At this stage, the mediator will be aiming to fully understand each party’s key motivations, concerns and objectives, and to help them discuss openly the strengths and weaknesses of their case.


During this phase, the mediator will encourage the parties to exchange offers and counter-offers for

settlement. These are put via the mediator and although the mediator will therefore be acting as a conduit, he or she will also try to increase the prospects of the parties finding common ground. This can be done by reality testing the parties’ positions with them and if necessary mentoring them in the negotiation process.

The parties will also be encouraged to explore creative options for settlement, many of which would not be potential outcomes of the litigation should it proceed to trial.


If it is possible to reach an agreement in principle, it is then necessary for the agreement to be formalised through the drafting and negotiation of a settlement agreement. This process may take several hours since the agreement will need to cover all issues and deal realistically with all contingencies that may arise.

Normally all concerned will want the agreement to be completed and signed by all parties at the mediation itself. The settlement agreement will be a legally binding agreement, enforceable through proceedings if necessary.

Following the mediation, an order can be made by consent in the litigation that will either bring the case to an end there and then, or to defer that step until the terms of the settlement agreement have been performed.


  • Pick the right mediator

    There are many qualified mediators, ranging across most professions and areas of expertise.

    Consider any particular expertise that the case might require (accountant, surveyor, engineer, lawyer) and nominate accordingly. Mediators also vary in style and approach so it is helpful to take guidance and judge who is most likely to facilitate settlement bearing in mind the characteristics of the parties.

  • Play the right team It is essential to have a representative who has the authority to agree to any likely terms of the settlement. Secondly, it is important to have a representative who is fully familiar with the detail of the issues in the case so that these can be addressed if necessary. Finally, in practice, it is often helpful to also have a senior representative who has not had day to day involvement in the case and who is, therefore, able to take a dispassionate and objective approach to both the dispute itself and the negotiations. This person may also be able to open a separate channel of communication with the other party that is not confined to the issues in the case.

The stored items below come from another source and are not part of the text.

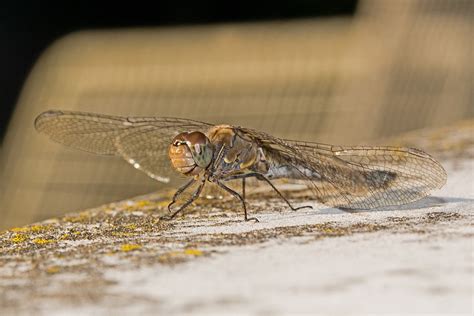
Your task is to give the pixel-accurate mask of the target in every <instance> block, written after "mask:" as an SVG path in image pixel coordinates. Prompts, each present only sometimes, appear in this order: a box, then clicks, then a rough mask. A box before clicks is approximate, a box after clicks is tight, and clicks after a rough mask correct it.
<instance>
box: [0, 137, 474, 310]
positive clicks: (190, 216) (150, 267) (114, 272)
mask: <svg viewBox="0 0 474 316" xmlns="http://www.w3.org/2000/svg"><path fill="white" fill-rule="evenodd" d="M445 136H446V135H445ZM468 137H469V135H468ZM467 139H468V140H469V138H467ZM470 142H471V143H472V140H471V141H470ZM461 143H462V144H464V145H463V150H462V151H460V152H461V153H462V154H459V153H458V154H457V155H456V157H453V156H452V155H448V154H446V155H444V156H443V155H441V156H442V157H444V158H443V159H444V161H443V164H444V166H445V167H446V169H447V172H448V183H447V185H446V186H445V187H444V188H443V189H442V190H440V191H438V192H434V194H433V195H432V196H431V197H428V198H425V199H423V200H421V201H419V202H416V203H412V204H409V205H405V206H402V207H393V208H388V209H383V210H375V211H360V212H351V213H348V212H343V211H341V210H338V209H333V208H328V207H325V206H323V205H318V204H315V203H314V202H309V203H312V204H313V205H314V207H315V209H314V210H307V209H304V210H300V211H297V212H292V211H290V210H288V209H287V208H286V207H285V204H284V203H282V202H281V201H280V200H278V199H276V198H275V197H274V195H273V194H272V193H271V192H266V191H256V192H254V193H253V194H252V195H250V197H249V204H250V209H251V214H252V215H255V216H257V217H258V218H259V219H260V223H253V222H243V221H242V214H241V212H240V206H239V204H238V203H237V202H236V201H234V200H232V199H228V198H227V197H225V198H223V199H210V200H201V201H200V202H199V203H198V204H197V205H196V206H194V207H193V208H192V209H191V210H190V213H188V214H186V215H185V216H184V217H179V218H178V219H177V220H175V221H172V222H164V221H160V219H159V217H160V215H162V214H164V212H165V205H166V204H167V202H168V197H167V196H166V195H164V194H159V195H156V194H155V195H149V196H144V197H138V198H136V199H132V200H128V201H123V202H118V203H112V204H108V205H105V206H102V207H99V208H95V209H91V210H87V211H83V212H79V213H75V214H68V215H66V216H64V217H60V218H53V219H50V220H47V221H44V222H41V223H37V224H33V225H29V226H25V227H17V228H12V229H10V230H7V231H4V232H1V233H0V314H1V315H10V314H32V313H35V314H39V315H43V314H47V315H64V314H77V315H85V314H104V315H108V314H113V315H122V314H164V315H182V314H184V315H186V314H193V315H194V314H202V315H204V314H205V315H209V314H211V315H222V314H232V315H241V314H254V315H255V314H256V315H292V314H297V313H306V314H328V313H329V314H367V313H371V314H418V313H428V314H443V315H445V314H455V313H456V314H466V315H471V314H472V312H473V305H472V304H473V236H474V231H473V226H472V220H473V210H474V203H473V201H474V182H473V181H474V180H473V170H474V159H473V155H472V153H473V150H472V149H473V148H474V147H473V146H471V145H472V144H471V143H470V144H468V145H465V144H466V142H461ZM425 147H426V146H425ZM458 147H459V146H458ZM458 147H456V148H458ZM453 148H454V147H453ZM289 189H294V191H292V192H289ZM297 189H298V188H294V187H293V188H292V187H286V190H287V194H290V195H292V196H293V197H295V196H297V195H298V194H296V193H298V191H297ZM293 201H294V203H295V204H296V205H301V204H307V203H308V201H304V200H301V199H296V198H294V199H293Z"/></svg>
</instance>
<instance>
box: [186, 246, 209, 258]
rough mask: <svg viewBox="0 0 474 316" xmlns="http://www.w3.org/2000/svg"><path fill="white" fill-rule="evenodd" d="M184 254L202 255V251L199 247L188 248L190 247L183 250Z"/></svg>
mask: <svg viewBox="0 0 474 316" xmlns="http://www.w3.org/2000/svg"><path fill="white" fill-rule="evenodd" d="M184 254H185V255H188V256H196V257H197V256H202V255H203V254H204V253H203V252H202V251H201V250H199V249H193V248H190V249H186V250H184Z"/></svg>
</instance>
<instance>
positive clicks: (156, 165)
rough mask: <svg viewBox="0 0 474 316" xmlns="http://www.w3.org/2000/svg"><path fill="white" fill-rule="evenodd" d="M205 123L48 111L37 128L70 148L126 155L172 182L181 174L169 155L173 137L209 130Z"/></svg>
mask: <svg viewBox="0 0 474 316" xmlns="http://www.w3.org/2000/svg"><path fill="white" fill-rule="evenodd" d="M210 126H211V125H210V124H207V123H203V122H198V121H193V120H187V119H179V118H163V117H121V116H111V115H103V114H95V113H84V112H71V111H47V112H44V113H42V114H40V115H39V116H38V117H37V118H36V120H35V127H36V129H37V130H38V131H39V132H41V133H45V134H47V135H48V136H49V137H50V138H51V139H53V140H54V141H56V142H59V143H61V144H64V145H67V146H69V147H72V148H75V149H79V150H83V151H87V152H91V153H95V154H101V155H117V156H121V157H123V158H124V159H125V160H126V161H127V162H129V163H130V164H132V165H133V166H134V167H135V168H137V169H139V170H142V171H143V172H145V173H146V174H147V175H149V176H150V177H152V178H154V179H156V180H158V181H162V182H168V181H169V180H170V178H171V177H172V176H175V175H177V173H176V172H174V171H173V169H172V168H171V164H170V162H169V159H168V157H167V150H168V146H169V144H170V143H171V140H172V139H173V137H174V136H175V135H177V134H179V133H181V132H183V131H202V132H205V131H206V130H207V129H208V128H209V127H210Z"/></svg>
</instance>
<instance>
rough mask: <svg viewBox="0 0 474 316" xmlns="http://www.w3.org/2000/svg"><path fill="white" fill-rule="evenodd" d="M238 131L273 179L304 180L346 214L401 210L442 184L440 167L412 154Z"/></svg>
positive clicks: (308, 186)
mask: <svg viewBox="0 0 474 316" xmlns="http://www.w3.org/2000/svg"><path fill="white" fill-rule="evenodd" d="M240 130H241V131H242V132H243V133H245V134H247V135H249V136H250V137H251V138H253V140H254V141H256V142H258V143H259V145H260V146H261V147H262V149H263V150H264V153H265V155H266V158H267V160H268V162H269V164H270V171H272V170H280V171H278V172H275V171H274V172H273V175H274V174H278V175H279V176H280V177H283V178H287V179H290V180H297V181H304V182H305V183H306V184H307V185H308V187H309V188H310V189H311V190H312V192H313V194H314V196H315V197H316V199H317V200H318V201H320V202H321V203H324V204H327V205H331V206H335V207H340V208H351V209H366V208H368V209H370V208H378V207H384V206H390V205H401V204H406V203H409V202H412V201H416V200H418V199H421V198H422V197H424V196H426V195H428V194H429V193H430V191H432V190H434V189H437V188H440V187H442V186H443V185H444V183H445V182H446V172H445V170H444V169H443V167H442V166H441V165H440V164H439V163H438V162H437V161H436V160H435V159H433V158H432V157H431V156H430V155H428V154H426V153H424V152H423V151H421V150H418V149H413V148H399V147H369V146H358V147H349V146H348V147H344V146H332V145H326V144H319V143H309V142H300V141H293V140H283V139H279V138H276V137H273V136H271V135H268V134H266V133H262V132H259V131H255V130H251V129H245V128H240ZM282 166H283V167H282ZM269 174H271V172H270V173H269Z"/></svg>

  • Be prepared Ensure that the team is fully aware of the format that the mediation will take and the contributions they are expected to make to the process. Review key documents from the case and those prepared for the mediation. Consider and identify the essential “bottom line” settlement terms you are aiming for and those that are desirable but not essential.

    Be prepared to compromise – settlement via mediation inevitably involves each side making certain concessions in order to find common ground. The art is to secure your essential settlement terms.

  • Don’t be bounced
    Parties will sometimes seek to apply pressure for the conclusion of settlement terms on the day of the mediation. Whilst it is best to try to conclude a settlement there and then if possible, this is not a requirement. It is perfectly feasible to agree to terms in principle on the understanding that time is needed to reflect before finally completing a settlement agreement. The settlement can then be concluded at a later stage.

  • Work with the mediator
    Show the mediator why your position is reasonable and get him or her on side. If you can have the mediator believe in your position and approach, he or she is much more likely to persuade the other party to make concessions to achieve a settlement.

Preparing for and completing a successful mediation, therefore, requires thorough preparation and often intense work at the mediation itself. Such investment is however often rewarded either by the settlement of the dispute at the mediation or subsequently, or failing that, at least the establishment of a dialogue, a better understanding of the other party’s position or the narrowing of issues in the case.